Marriage is a vow, an oath that should be entered into solemnly with thought. We all know this, and thousands of us make these vows among the spectacle of a wedding only to break the pledge. Why is it that the importance of the promise seems to be so overlooked? It would seem we all give it lip service, we all agree that we must be faithful to each other, “forsaking all others,” but adultery has become so commonplace one hopes cheating on your spouse does not preclude you from heaven. If so there will be quite an overcrowding in hell. I do not judge those who find themselves in these stressful situations nor do I wish to be seen criticizing those who do not believe in fidelity, I don’t understand why, if you make the vow, you don’t keep it. Why have we become so self-indulgent that we can only handle the good times and don’t stick it out in the bad times? How can someone leave the husband or wife they pledged to stay with, in sickness and health, because one or the other falls seriously ill?

One of my closest friends for many years never married. He is fond of saying that marriage is a contract, and he knows he can not honor it. I respect that attitude if you can’t keep the vow or honor the commitment, don’t entered into marriage. As my luncheon pal said it is a vow, once made you are honor-bound to keep it. In the not too distant past, it was not easy to divorce; barriers existed in the church and law. Of course, people found ways to get around those barriers, but it was a real effort, and perhaps some failing marriages managed to stay together and made it to a happier time. It is unreasonable to assume we will go back to a time when divorce carried a social stigma, but I do believe we need to think more carefully about what it means to make a vow – one to another – and stick with it.

There is no longer a social stigma to living together without marriage, or to sex outside marriage or any of the old-fashioned morals that were so prevalent in a different time, so why not make the vow of marriage something much more important? Why not attach to it a significance beyond expensive dresses and receptions that last all night. The church perhaps needs to teach the meaning of an oath, not just in premarital counseling, but all the time in a hundred different ways. Certainly, sermons can emphasize fidelity, but Sunday Schools can teach the importance of keeping your word and adult education could explore what it takes to stay faithful to your vows in a world where it doesn’t seem to matter too much anymore.

We are surrounded by a secular culture which seems to have given up on valuing morals and commitment. Lies are as frequent as truths, if not more frequent. We no longer seem to appreciate specific necessary behaviors, like honesty, so it is not surprising that the institution of marriage has become decidedly weakened. For some inexplicable reason, we no longer see the value in a marriage that lasts a lifetime. We read about the marriage of George H.W. and Barabra Bush, and we are amazed at the love story. We treat it as a rare and peculiar thing that we might envy but seem unwilling to emulate.

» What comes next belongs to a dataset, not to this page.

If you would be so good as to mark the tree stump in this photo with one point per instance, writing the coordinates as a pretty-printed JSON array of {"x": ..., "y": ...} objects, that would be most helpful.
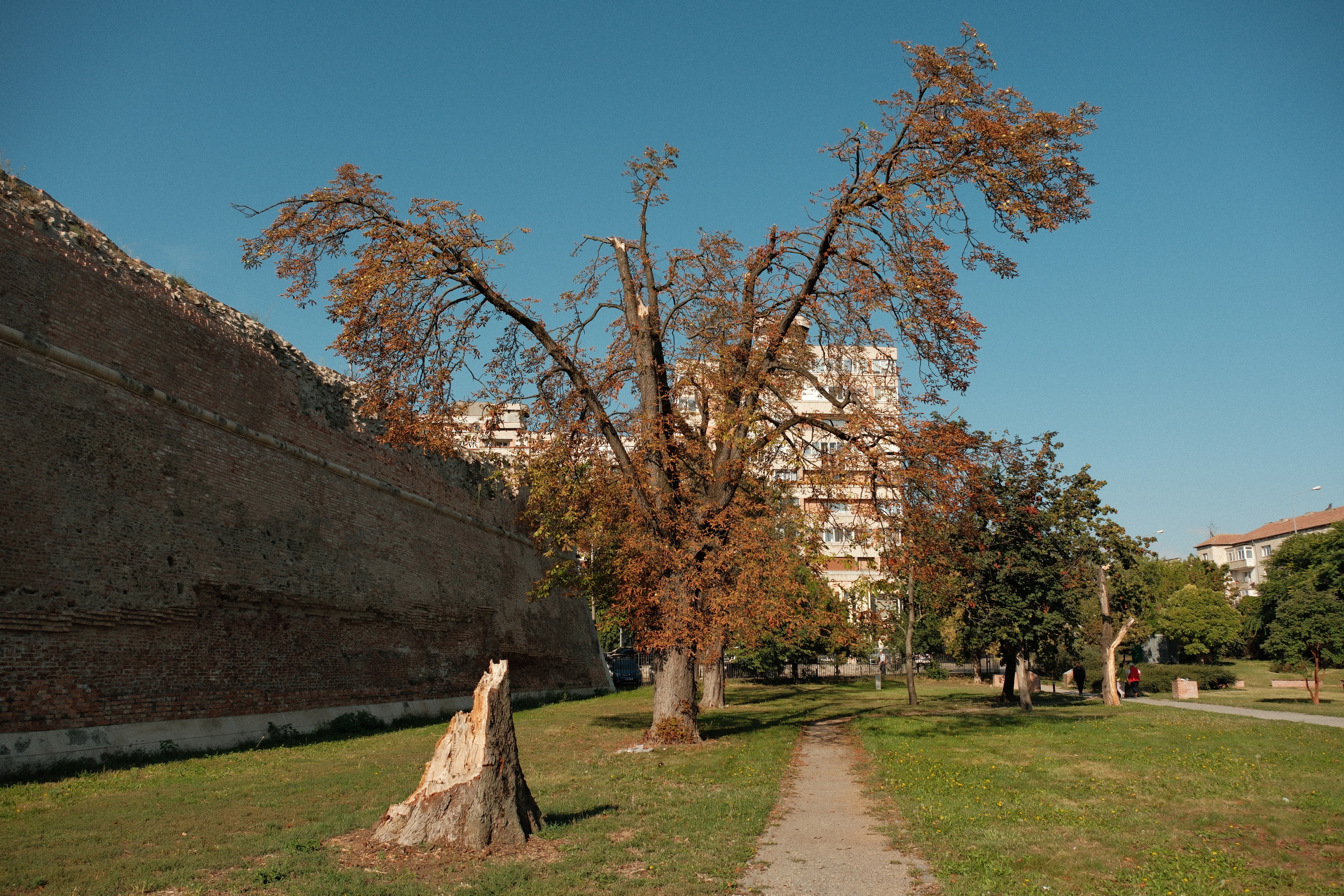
[{"x": 473, "y": 793}]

I once asked a highly successful young executive and fellow business associate of mine how he balanced what seemed to be an equally successful family life with his rapid rise in business. I often think of his answer. What he told me was that he had negotiated his business contract with strict restrictions. He said he told them that he would work non-stop Monday through Friday, but he would be focusing on his family on weekends. He told them he would leave every day at six so that he could be home with his kids as they were getting ready for bed, and he told them he would take vacations that would not be interrupted. His last words to me on the matter have stayed with me always. “All I really care about,” he said,” is that when I die they put on my grave, here lies a good husband and a good father.” To which I say, Amen.